A photo of some organic foods

Buying organic on a budget

Switching from conventionally grown food to organic can prove to be an expensive move if you buy it all in the supermarket, but there are a number of ways you can cut down on the cost of taking the healthier option.

Find a farmer’s market – these are springing up all over Ireland and offer fresh in-season produce that hasn’t had to travel for thousands of miles. Make sure to ask if the food is organic.

Buy an organic fruit and vegetable box – and then get creative with the interesting local and in-season produce you receive. Check out www.absolutelyorganic.ie

Join a co-op – the Dublin Food Co-op in Newmarket, Dublin 8 gives members a discount and those who volunteer get bigger discounts. It has a shop and a café. Check out dublinfood.coop

Buy in bulk – this can often be much cheaper, especially for dry products such as beans, nuts, lentils and rice as you save on packaging. The Dublin Food Co-op gives discounts for buying in bulk.

Buy in season – this can often be cheaper as markets need to sell perishable foods. Make chutneys and jams, or freeze for later.

Grow your own – what better way to get fresh fruit and veg and all from a window box. Check out www.giyinternational.org

Expert opinion

Trevor Blyth, the CEO of Kamut International is closely involved in the Montana Organic Association: “Organic products are better for the human body because they have not received the direct application of toxic chemicals which, even in trace amounts, have been linked with many health problems.

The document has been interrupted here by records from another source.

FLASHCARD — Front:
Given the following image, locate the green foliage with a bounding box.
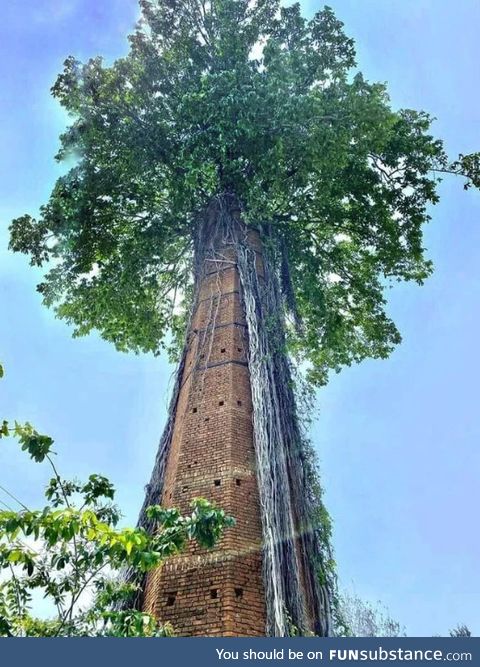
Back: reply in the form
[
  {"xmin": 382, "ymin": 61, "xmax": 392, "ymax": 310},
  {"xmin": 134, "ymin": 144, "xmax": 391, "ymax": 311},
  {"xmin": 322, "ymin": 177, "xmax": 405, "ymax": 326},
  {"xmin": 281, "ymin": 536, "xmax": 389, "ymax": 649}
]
[
  {"xmin": 8, "ymin": 1, "xmax": 479, "ymax": 383},
  {"xmin": 0, "ymin": 421, "xmax": 54, "ymax": 463},
  {"xmin": 0, "ymin": 365, "xmax": 234, "ymax": 637}
]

“There are social and environmental benefits too. Organic production promotes healthy and diverse ecosystems through the synergistic management of living systems, rather than the suppression and elimination of natural living systems through the use of toxic chemicals.”

Organic labelling in Ireland

There are two organic certification bodies in Ireland. Both are authorised by the Department of Agriculture, Food and the Marine.

The Organic Trust features on the bulk of Irish-produced organic products in Ireland. It is the organic certification body of choice for the professional organic producer.

IOFGA (Irish Organic Farmers and Growers Association) is the largest certifying body in Ireland and it certifies primary producers and processors throughout the country.

When buying organic products, look for those labelled with either the Organic Trust or IOFGA logo, the words ‘Certified Organic’ or the code: IE-ORG-03.